Agora, as comunidades temem que, por motivos ideológicos, o governo de Lula prejudique todas as instituições, sem separar o “joio do trigo” - e desista da ideia de abstenção, que contribui para a recuperação de muitos dependentes químicos.

Para Roselene Amora, fundadora da Comunidade Fonte de Misericórdia, muitos julgam e criticam o trabalho das comunidades terapêuticas sem conhecer essas organizações. De acordo com ela, o governo não consegue auxiliar todos os dependentes químicos e que as comunidades ajudam a atender mais pessoas.

Daniel da Comunidade Bethânia também salientou a relevância dessas organizações, mesmo sabendo que muitas pessoas não irão se recuperar nessas entidades e precisarão de clínicas. “Tem pessoas que não vão conseguir sozinhas, vão precisar de uma comunidade para conseguir se recuperar. Aquilo que as políticas públicas não conseguem fazer, as comunidades terapêuticas podem ajudar”, afirmou.
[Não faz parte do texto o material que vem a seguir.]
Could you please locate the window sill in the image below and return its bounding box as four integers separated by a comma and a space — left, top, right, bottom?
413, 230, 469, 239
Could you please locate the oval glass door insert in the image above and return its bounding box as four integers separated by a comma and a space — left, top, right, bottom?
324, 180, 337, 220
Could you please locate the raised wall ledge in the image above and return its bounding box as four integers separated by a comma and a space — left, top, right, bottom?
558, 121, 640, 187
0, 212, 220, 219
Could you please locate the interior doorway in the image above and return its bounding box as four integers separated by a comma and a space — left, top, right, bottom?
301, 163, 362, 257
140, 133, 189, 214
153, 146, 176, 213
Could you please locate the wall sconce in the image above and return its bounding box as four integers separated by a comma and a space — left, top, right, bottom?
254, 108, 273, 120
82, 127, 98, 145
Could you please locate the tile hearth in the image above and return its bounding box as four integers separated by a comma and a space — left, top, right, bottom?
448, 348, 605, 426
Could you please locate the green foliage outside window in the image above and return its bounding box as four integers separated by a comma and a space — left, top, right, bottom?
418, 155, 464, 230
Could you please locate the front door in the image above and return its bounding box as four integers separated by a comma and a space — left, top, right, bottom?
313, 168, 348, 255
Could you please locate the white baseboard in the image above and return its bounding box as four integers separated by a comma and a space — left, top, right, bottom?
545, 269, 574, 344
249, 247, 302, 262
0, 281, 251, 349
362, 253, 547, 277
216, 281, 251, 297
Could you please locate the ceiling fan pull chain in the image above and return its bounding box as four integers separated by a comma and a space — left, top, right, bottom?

O diretor da Febract também ressaltou que essas entidades não são para todas as pessoas. Algumas metodologias – como o método de abstinência, criticado pelo PSOL - é para um determinado público. “Mas esse é um dispositivo de uma rede imensa de dispositivos [para dependentes químicos]. Quanto maior a oferta de ajuda, mais usuários se beneficiam”.
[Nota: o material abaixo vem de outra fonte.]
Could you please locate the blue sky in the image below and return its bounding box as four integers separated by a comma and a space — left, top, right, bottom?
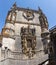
0, 0, 56, 31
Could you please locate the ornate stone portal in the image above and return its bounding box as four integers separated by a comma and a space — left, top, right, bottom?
0, 4, 49, 65
21, 26, 36, 58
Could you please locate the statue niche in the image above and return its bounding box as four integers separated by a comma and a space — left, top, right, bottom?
21, 26, 36, 58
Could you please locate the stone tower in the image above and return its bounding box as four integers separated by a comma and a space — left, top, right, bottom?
0, 4, 49, 65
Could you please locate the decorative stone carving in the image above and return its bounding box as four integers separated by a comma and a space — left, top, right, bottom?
21, 26, 36, 58
23, 10, 34, 21
39, 8, 48, 29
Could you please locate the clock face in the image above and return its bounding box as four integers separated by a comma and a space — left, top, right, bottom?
23, 11, 34, 21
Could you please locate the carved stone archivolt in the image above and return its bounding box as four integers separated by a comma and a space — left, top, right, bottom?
21, 27, 36, 58
39, 8, 48, 29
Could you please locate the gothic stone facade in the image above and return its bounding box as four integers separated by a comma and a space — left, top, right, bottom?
0, 4, 49, 65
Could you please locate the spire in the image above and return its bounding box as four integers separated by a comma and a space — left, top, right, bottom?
11, 2, 17, 11
38, 7, 43, 14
Para o próximo governo, Valente espera que o financiamento público se mantenha para as comunidades terapêuticas, mas não somente com a distribuição de recursos. “Esperamos que ofereçam programas de qualificação de atenção e de cuidado do indivíduo. E que façam um programa de financiamento com planejamento, execução e avaliação para que as instituições funcionem com estrutura ética e técnica. De modo que o resultado possa ocorrer de maneira digna e respeitosa”, destacou.